The court's safeguards have been a subject of controversy, with many Dalit groups seeing it as a dilution of the law that is their only protection against harassment, torture and worse.
The Congress, which has repeatedly accused the government of neglecting Dalits, farmers and economically weaker sections, questioned why the government did not take stronger action.
"Why is there no ordinance on the SC/ST Prevention of Atrocities Act? Thousands are dying every day. We request that the bill be brought in Parliament," senior Congress leader Mallikarjun Kharge said in Lok Sabha.
The Congress had shown support for the Dalit concerns about the Supreme Court order of March that stopped the immediate arrest of anyone accused under the Scheduled Castes and Tribes (Prevention of Atrocities) Act, and introduced a provision for bail.
According to court the changes were necessary to protect the innocent, pointing out that the law was being misused on certain occasions and public servants were being stopped from doing their duty.

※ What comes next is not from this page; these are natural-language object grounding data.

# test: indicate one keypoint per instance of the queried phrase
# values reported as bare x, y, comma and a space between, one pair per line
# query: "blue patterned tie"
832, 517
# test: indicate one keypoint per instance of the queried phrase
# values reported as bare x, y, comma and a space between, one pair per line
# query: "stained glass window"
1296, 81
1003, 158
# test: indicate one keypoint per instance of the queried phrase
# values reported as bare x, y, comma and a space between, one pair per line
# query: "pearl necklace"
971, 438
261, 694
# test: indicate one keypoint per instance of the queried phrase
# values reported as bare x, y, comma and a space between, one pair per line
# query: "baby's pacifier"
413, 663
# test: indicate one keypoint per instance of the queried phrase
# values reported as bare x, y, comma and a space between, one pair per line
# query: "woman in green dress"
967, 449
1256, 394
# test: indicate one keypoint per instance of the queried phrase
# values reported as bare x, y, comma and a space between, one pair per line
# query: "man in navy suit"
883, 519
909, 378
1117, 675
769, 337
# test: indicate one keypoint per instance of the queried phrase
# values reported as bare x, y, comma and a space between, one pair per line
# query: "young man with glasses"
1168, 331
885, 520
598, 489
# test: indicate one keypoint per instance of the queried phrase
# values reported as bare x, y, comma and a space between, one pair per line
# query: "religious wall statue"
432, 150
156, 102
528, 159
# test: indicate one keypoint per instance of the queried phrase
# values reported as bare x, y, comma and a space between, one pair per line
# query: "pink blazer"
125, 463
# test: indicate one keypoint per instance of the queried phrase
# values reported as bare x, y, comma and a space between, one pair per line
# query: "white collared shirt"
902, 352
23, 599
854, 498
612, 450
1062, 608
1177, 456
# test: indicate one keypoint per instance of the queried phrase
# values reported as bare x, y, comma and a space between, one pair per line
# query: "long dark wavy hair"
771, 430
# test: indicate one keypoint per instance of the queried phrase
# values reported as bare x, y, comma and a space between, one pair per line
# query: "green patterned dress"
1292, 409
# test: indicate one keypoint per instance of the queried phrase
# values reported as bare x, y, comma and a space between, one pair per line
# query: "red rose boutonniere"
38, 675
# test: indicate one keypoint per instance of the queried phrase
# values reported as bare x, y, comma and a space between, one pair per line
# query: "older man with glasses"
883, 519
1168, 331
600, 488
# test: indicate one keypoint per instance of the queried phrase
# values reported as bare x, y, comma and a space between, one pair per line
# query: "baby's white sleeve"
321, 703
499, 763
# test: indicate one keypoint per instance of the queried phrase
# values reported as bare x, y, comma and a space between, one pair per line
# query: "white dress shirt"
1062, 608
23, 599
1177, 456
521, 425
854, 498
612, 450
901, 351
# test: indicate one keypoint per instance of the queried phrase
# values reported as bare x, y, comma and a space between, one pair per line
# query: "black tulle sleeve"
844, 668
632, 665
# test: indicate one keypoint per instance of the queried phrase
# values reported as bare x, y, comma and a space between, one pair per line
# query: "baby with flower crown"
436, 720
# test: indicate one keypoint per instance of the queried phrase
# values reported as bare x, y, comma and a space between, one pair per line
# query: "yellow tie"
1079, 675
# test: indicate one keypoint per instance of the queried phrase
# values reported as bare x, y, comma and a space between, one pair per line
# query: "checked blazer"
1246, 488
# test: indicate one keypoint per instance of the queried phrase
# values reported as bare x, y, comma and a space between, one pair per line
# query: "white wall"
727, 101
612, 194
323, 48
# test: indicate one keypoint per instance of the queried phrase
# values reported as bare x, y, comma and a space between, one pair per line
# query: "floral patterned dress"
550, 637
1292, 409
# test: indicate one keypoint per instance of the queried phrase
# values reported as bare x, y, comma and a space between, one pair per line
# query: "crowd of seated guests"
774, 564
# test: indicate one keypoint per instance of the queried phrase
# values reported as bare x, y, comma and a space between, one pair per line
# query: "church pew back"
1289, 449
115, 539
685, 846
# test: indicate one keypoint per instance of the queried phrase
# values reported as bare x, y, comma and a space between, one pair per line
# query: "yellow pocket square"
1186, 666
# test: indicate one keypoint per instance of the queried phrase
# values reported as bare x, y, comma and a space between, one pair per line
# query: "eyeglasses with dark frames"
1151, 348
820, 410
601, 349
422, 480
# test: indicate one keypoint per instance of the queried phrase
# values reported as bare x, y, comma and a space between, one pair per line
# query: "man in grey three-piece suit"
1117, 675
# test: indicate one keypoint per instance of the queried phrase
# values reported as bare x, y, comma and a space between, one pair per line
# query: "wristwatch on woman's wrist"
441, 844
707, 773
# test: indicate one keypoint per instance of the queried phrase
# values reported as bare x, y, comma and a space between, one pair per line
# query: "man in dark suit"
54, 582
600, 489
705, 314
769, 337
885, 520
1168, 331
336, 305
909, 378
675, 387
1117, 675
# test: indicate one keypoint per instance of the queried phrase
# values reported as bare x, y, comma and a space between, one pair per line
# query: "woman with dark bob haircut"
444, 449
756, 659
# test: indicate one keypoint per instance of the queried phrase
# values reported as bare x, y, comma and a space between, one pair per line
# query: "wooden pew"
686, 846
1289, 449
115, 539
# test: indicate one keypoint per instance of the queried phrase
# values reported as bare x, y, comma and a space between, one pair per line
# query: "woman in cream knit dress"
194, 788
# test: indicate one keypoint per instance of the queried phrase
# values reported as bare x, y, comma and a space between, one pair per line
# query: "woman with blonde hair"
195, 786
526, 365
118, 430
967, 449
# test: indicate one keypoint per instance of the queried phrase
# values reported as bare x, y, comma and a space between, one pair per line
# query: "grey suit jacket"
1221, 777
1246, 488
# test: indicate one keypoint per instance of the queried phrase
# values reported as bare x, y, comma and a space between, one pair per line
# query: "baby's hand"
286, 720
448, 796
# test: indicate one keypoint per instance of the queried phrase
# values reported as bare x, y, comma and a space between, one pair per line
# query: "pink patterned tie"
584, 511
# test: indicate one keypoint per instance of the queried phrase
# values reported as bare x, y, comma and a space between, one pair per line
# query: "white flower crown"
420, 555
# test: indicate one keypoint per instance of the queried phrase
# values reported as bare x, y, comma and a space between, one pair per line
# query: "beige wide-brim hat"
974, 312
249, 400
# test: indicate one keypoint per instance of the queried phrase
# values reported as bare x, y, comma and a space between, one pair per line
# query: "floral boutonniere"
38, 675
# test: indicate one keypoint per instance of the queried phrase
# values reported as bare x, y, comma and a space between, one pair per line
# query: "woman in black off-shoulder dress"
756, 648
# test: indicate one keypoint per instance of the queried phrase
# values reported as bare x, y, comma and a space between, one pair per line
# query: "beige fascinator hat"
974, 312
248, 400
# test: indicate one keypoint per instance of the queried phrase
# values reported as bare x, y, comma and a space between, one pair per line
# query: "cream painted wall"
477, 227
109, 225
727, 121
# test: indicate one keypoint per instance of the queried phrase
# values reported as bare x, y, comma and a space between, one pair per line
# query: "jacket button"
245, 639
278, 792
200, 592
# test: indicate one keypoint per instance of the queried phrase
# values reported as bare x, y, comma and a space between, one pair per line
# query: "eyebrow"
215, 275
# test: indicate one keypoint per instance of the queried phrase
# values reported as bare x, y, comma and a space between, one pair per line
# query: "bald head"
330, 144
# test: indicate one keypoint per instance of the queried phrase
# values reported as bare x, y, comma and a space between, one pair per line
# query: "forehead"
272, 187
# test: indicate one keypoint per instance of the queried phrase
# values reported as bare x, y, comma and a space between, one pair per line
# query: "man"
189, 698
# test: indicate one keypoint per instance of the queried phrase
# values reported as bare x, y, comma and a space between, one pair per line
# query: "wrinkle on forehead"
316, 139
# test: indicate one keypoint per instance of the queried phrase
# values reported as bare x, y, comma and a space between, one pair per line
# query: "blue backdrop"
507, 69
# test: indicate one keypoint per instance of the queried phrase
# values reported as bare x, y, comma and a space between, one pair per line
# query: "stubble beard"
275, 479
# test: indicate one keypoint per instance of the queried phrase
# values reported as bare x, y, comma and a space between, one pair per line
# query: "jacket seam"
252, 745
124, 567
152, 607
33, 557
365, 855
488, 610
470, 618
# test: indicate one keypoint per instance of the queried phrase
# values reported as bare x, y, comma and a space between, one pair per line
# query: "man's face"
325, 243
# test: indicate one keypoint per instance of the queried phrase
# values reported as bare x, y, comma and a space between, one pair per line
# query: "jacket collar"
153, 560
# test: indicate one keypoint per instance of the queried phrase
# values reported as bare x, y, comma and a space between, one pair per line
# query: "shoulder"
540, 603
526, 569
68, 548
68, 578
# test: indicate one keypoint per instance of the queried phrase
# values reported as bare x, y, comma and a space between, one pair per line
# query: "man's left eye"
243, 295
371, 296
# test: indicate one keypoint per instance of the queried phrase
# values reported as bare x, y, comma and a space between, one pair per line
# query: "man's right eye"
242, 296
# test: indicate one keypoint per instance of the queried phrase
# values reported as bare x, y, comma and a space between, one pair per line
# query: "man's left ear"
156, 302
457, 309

The administration was strongly criticized by Dalit groups, which accused it of failing to take prompt action and ask the court for a review of its decision.
On April 2, nearly a dozen people died as Dalit groups resorted to violence to enforce a countrywide shutdown in protests against the court order.
The administration, which, by then had announced that it would file a review petition, accused the opposition parties of instigating the violence.